A spokesperson says the agency tried to come up with a system that was not so stringent that it would be very difficult for farmers and manufacturers to convert to organic production, or so weak that the term 'organic' would be meaningless.

The standards, for instance, require that organic meats, poultry, eggs, and dairy products must come from animals given no antibiotics or growth hormones. Other organic foods must be produced without using most conventional pesticides, petroleum-based or sewage sludge-based fertilizers, bioengineering, or ionizing radiation.

Under the national rule, only foods that are 95-100% organic may display the USDA Organic seal on the front packaging. Items that are at least 70% organic may list such ingredients on the main panel, while products that are less than 70% organic may not make any organic claims up front, but may specify organically produced ingredients on the side panel.

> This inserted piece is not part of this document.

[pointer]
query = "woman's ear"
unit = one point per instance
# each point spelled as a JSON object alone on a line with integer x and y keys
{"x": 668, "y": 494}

Anyone who improperly sells or labels a product 'organic' can be fined up to $10,000 for each violation.

Rules or No Rules, the Debate Rages On

Natalie is pleased that Uncle Sam has come up with uniform standards for organic foods. Even with the understanding that organic products may contain some pesticides, she still prefers the specialty items to the conventional ones.

"There has been some cancer, childhood autism, and Asperger's Syndrome in our family," she explains. "I just wonder if it might not be linked to all the preservatives [in regular products]."

Her concern strikes at the root of a longstanding dispute over whether eating organic is better for people and the environment.

Christine Bruhn, PhD, a food science expert with the Institute of Food Technologists, says at least 60% of consumers believe that organics are safer, more nutritious, and better for the environment. To her knowledge, however, there are no valid scientific data to back up those beliefs.

Yet, Ronnie Cummins, national director of the Organic Consumers Association, points to what he says are thousands of consumer reports showing that regular products have three to four times more pesticide residue compared with organic items. The pesticide use, he claims, is not only harmful to the soil used for crops, but dangerous for people. "Every fourth time a child reaches for a conventional apple in America," he says, "they're getting a level of pesticide residue that even the EPA finds troublesome."